In this project, we will work with real-life data provided to us by our Bertelsmann partners AZ Direct and Arvato Finance Solution. The data here concerns a company that performs mail-order sales in Germany. Their main question of interest is to identify facets of the population that are most likely to be purchasers of their products for a mailout campaign. Your job as a data scientist will be to use unsupervised learning techniques to organize the general population into clusters, then use those clusters to see which of them comprise the main user base for the company. Prior to applying the machine learning methods, you will also need to assess and clean the data in order to convert the data into a usable form.
And the project is divided as follows:
- Step 0: Load The data
- Step 1: Preprocessing
- Assessment - Cleaning - Re-encoding
- Feature engineering
- Step 2: Feature Transformation
- Feature scaling and Perform the PCA
- Interpret Principal Components
- Step 3: Clustering
- Apply clustring
- Compare Customer Data to Demographics Data
This project uses Python 3 and is designed to be completed through the Jupyter Notebooks IDE. The following libraries are expected to be used in this project:
- NumPy
- Pandas
- Sklearn/scikit-learn
- Matplotlib (for data visualization)
- Seaborn (for data visualization)
It is highly recommended that you use the Anaconda distribution to install Python, since the distribution includes all necessary Python libraries as well as Jupyter Notebooks.

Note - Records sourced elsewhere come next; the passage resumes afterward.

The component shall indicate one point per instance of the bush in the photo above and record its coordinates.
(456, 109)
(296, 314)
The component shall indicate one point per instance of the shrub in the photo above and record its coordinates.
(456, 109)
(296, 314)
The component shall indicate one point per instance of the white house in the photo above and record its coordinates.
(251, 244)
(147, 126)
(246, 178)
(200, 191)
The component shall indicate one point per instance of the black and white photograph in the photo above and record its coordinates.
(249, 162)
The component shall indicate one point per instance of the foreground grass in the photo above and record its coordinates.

The actual data was removed due to terms and conditions of AZ Direct GmbH which prohibits of using data in any other content rather than Udacity course.
Cluster 9 is overrepresented in the customers data compared to general population data, we can describe some segments of the population that are relatively popular with the mail-order company:
- People with age older than 60 years old is higher (ALTERSKATEGORIE_GROB = 3.608463)
- Females (ANREDE_KZ = 1.535703)
- People who are socially-minded (average affinity) (SEMIO_SOZ = 3.915283)
Cluster 8 is underrepresented in the customers data compared to general population data, we can illustrate some segments of the population that are relatively unpopular with the company:
- People with age of 30 - 45 years old is lower (ALTERSKATEGORIE_GROB = 1.805549)
- Females (ANREDE_KZ = 1.981174)
- People who are socially-minded (high affinity) (SEMIO_SOZ = 3.226965)
Note: There is one iPython notebook to showcase work related to this project. The html file was generated from the iPython notebook.